En español | Teaching a classroom of children in Nepal, caring for cheetahs in Namibia or studying sea turtles along Sri Lanka’s shores — exotic opportunities like these have made volunteering part of the growth industry in the travel biz. But the key to a good work experience is not the work you do on your trip. It’s the work you do before you ever leave home.
Just as a smart shopper researches sports cars before buying that new Ferrari (or a used Volkswagen, in my case), you’ll need to sort through the roughly 150 organizations offering trips under the new industry buzz called voluntourism to find the group that’s perfect for you.
Listen to Ken Budd talk about volunteer vacations with Alyne Ellis from Prime Time Focus.

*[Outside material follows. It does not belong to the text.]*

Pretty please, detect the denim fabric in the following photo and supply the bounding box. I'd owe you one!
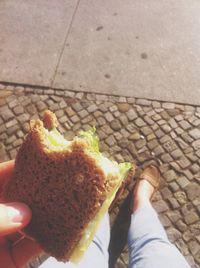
[39,206,191,268]
[128,206,191,268]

To help make that ideal match, follow this seven-step plan.
Ask the right questions
Selecting an organization is a bit like getting married: There are plenty of possible partners; the hard part is finding Mr. or Mrs. Right. To narrow the often-overwhelming options, start with these three essential questions:
- What kind of work do you want to do?
- Where do you want to do it?
- How long do you want to stay?
Keep the questions coming. Think about living conditions: Are you OK sharing a closet-sized room with three college students or do you need your own space? How much are you willing to pay for your trip? Do you want to use your professional skills or do something entirely different? Are you hoping to spend eight hours a day working or are you more interested in lounging on the beach?
These questions may seem obvious, but travelers often don’t think about them until they’re already in a foreign land, grousing about the living conditions or the work assignment.
Become a snoop
On a travel site called Worldhum.com, a blog about voluntourism led to this cynical post from a reader: “If you pay to volunteer, you are a total sucker.”